The Death of Evangelicalism

At the end of her longish piece on evangelicals and politics in Texas, Elizabeth Bruenig asks this:

Is there a way to reverse hostilities between the two cultures in a way that might provoke a truce? It is hard to see. Is it even possible to return to a style of evangelical politics that favored “family values” candidates and a Billy Graham-like engagement with the world, all with an eye toward revival and persuasion? It is hard to imagine.

Or was a truly evangelical politics — with an eye toward cultural transformation — less effective than the defensive evangelical politics of today, which seems focused on achieving protective accommodations against a broader, more liberal national culture? Was the former always destined to collapse into the latter? And will the evangelical politics of the post-Bush era continue to favor the rise of figures such as Trump, who are willing to dispense with any hint of personal Christian virtue while promising to pause the decline of evangelical fortunes — whatever it takes? And if hostilities can’t be reduced and a detente can’t be reached, are the evangelicals who foretell the apocalypse really wrong?

The either/or implied in these questions, a religion of transformation, one that would make America great because Christian, versus a religion at odds with the culture but looking for non-mainstream ways of preserving it (the Benedict option as it were), is what the leaders of Big Evangelicalism had not at all considered. The Tim Kellers, Russell Moores, and Al Mohlers of the world really did seem to think that Protestants could find some help or encouragement from cultural engagement with political leaders. They also seemed to think that the rest of the Protestant world was on board. They had no idea that some American Protestants saw engagement as fruitless, and possibly only beneficial for those who had access to the engaged.
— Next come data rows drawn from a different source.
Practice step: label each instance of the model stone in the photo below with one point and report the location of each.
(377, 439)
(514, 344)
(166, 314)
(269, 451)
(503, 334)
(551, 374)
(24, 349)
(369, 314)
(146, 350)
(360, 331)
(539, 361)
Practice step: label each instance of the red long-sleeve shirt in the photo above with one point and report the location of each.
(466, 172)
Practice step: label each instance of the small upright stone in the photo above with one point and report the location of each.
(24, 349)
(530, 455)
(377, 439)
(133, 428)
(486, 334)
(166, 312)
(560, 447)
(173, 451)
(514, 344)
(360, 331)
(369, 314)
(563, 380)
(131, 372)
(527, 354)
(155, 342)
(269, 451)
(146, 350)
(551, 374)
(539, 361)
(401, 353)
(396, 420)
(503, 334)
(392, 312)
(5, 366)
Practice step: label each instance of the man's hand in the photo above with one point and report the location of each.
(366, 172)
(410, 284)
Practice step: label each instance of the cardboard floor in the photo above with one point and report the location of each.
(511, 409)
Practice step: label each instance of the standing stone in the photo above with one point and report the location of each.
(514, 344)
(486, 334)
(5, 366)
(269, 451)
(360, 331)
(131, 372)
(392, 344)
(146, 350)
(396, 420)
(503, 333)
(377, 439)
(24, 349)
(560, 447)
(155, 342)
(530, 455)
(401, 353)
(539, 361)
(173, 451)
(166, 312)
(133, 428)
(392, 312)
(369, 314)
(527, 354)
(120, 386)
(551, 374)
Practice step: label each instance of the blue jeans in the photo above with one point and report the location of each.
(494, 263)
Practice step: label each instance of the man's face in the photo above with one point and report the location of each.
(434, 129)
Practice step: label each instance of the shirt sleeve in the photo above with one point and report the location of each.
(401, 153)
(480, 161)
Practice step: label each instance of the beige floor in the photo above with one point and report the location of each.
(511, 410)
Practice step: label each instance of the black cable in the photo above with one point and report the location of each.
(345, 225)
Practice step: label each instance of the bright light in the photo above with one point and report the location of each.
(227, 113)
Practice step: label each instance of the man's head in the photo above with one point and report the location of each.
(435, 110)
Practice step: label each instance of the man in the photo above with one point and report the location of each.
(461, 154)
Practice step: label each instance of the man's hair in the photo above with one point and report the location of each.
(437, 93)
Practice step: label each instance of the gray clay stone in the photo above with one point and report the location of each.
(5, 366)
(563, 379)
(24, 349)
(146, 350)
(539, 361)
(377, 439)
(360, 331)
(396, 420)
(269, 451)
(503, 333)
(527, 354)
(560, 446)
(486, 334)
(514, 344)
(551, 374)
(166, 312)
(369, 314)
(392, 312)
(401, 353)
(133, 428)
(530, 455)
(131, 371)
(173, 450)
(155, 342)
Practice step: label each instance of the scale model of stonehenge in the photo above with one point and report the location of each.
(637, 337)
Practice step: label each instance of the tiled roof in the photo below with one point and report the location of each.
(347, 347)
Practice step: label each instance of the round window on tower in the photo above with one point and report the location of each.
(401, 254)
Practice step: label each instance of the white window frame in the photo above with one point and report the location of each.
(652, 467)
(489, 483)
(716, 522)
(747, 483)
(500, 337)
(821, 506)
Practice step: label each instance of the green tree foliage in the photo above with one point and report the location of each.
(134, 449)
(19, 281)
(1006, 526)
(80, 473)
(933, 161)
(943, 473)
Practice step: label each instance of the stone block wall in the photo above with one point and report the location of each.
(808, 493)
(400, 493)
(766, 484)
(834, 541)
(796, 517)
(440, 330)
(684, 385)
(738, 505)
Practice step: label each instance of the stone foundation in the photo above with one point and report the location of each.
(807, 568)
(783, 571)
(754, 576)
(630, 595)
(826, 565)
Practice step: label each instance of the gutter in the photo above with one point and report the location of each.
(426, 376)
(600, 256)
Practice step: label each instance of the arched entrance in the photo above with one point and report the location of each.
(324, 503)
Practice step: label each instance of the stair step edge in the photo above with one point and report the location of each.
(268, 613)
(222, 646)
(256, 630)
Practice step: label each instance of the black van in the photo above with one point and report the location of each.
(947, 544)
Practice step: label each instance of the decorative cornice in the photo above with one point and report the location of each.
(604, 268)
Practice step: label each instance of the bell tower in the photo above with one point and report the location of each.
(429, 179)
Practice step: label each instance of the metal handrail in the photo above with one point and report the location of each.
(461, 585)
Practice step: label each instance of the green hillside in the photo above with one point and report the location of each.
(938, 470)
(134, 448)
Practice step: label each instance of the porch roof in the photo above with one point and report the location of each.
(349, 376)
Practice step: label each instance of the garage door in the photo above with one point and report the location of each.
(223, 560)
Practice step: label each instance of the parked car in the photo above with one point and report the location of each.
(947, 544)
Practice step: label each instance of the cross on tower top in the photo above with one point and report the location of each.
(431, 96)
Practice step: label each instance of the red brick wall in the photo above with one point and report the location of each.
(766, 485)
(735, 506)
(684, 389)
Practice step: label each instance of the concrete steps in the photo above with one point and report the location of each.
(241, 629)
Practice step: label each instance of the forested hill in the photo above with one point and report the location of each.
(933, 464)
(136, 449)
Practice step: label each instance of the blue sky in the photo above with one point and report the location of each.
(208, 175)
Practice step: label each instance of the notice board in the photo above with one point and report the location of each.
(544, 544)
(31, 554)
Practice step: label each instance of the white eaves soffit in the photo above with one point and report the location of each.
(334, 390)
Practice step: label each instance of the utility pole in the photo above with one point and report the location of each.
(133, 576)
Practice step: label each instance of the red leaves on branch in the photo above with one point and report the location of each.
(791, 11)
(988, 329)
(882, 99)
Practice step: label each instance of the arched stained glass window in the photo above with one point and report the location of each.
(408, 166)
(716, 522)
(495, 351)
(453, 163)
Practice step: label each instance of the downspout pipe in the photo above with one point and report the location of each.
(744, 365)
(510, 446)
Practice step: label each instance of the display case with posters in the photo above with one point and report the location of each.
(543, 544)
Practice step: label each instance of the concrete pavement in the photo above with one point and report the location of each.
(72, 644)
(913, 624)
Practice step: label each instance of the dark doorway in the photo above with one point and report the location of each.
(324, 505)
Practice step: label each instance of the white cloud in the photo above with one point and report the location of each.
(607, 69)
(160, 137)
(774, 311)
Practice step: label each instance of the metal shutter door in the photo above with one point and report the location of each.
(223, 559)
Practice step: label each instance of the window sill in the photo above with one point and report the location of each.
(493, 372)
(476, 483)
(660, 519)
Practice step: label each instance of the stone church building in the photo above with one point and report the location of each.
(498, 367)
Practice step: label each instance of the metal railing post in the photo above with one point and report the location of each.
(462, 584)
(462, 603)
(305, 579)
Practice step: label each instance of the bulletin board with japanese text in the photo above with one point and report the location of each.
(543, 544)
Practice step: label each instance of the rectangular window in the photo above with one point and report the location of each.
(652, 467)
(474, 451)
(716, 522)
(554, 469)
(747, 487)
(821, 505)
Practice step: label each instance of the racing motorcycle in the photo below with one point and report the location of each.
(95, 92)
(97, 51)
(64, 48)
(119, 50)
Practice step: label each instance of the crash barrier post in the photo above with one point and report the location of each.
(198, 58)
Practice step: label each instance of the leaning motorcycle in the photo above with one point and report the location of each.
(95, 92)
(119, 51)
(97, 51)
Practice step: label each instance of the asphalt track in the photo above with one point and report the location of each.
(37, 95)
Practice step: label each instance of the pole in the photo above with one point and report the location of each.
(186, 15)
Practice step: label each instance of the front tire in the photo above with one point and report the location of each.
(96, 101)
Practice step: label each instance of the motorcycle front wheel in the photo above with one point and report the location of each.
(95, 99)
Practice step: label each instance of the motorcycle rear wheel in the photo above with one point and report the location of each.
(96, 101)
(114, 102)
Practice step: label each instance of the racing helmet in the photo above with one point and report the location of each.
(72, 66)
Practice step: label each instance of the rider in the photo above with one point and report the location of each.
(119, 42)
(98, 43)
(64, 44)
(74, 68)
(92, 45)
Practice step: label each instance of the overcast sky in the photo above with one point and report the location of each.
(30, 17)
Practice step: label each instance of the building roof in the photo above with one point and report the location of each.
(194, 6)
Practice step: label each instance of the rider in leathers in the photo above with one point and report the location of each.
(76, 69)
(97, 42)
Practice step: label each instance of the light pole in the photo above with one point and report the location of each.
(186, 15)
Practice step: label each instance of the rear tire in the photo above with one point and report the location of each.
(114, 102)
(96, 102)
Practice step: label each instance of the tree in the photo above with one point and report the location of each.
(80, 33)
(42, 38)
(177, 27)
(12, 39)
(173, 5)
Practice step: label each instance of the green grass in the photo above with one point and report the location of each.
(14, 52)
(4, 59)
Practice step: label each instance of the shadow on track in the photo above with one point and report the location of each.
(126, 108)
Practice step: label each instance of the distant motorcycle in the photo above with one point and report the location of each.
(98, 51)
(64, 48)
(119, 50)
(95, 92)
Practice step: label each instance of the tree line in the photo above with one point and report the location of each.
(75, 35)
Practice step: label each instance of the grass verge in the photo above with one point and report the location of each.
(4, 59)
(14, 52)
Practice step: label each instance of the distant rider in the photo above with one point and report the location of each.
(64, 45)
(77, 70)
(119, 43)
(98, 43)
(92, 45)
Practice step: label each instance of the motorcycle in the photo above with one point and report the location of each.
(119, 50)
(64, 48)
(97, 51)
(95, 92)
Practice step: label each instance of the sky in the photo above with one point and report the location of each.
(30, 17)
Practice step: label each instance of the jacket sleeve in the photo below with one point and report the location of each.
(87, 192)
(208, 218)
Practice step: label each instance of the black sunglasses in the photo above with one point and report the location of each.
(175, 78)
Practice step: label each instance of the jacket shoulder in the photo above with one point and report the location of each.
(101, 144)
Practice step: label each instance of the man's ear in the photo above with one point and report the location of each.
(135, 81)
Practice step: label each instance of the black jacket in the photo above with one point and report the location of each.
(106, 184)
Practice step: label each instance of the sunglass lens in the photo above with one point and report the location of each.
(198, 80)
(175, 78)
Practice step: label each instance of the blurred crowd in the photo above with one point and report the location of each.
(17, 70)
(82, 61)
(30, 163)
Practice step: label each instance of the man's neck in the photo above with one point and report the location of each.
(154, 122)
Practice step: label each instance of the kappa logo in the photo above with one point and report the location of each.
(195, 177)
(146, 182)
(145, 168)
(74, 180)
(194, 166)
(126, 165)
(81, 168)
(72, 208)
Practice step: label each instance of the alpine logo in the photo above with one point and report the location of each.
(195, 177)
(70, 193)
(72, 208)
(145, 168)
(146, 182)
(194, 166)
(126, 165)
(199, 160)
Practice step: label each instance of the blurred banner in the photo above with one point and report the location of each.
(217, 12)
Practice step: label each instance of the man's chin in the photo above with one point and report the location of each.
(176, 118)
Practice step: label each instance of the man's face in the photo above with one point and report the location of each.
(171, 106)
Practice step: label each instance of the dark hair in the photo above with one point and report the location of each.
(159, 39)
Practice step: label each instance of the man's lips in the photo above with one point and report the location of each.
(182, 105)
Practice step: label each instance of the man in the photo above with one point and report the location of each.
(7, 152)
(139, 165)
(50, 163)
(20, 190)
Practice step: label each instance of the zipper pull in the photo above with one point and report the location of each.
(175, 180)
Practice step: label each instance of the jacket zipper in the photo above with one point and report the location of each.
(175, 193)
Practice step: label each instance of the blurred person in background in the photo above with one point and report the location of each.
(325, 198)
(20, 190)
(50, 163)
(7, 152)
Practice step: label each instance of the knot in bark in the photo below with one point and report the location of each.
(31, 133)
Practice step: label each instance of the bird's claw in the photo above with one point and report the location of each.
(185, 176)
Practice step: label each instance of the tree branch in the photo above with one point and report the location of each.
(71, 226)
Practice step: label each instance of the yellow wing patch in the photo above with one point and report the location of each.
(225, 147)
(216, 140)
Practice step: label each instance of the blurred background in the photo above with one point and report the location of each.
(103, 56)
The old evangelical “paradigm,” the one that began around 1950, is done. Stick a fork in it. What will emerge is not at all clear. But after Trump as POTUS, it is easier for many to see that the Reagans, Bushes, and Obamas of the political class were no more interested in the cultural engagers than the real-estate tycoon turned POTUS is. The Religious Right’s aims were so many fumes left over from mainline Protestantism’s cultural engagement. It is now time to think about Protestantism on the cultural margins.

To her credit, Bruenig understands that.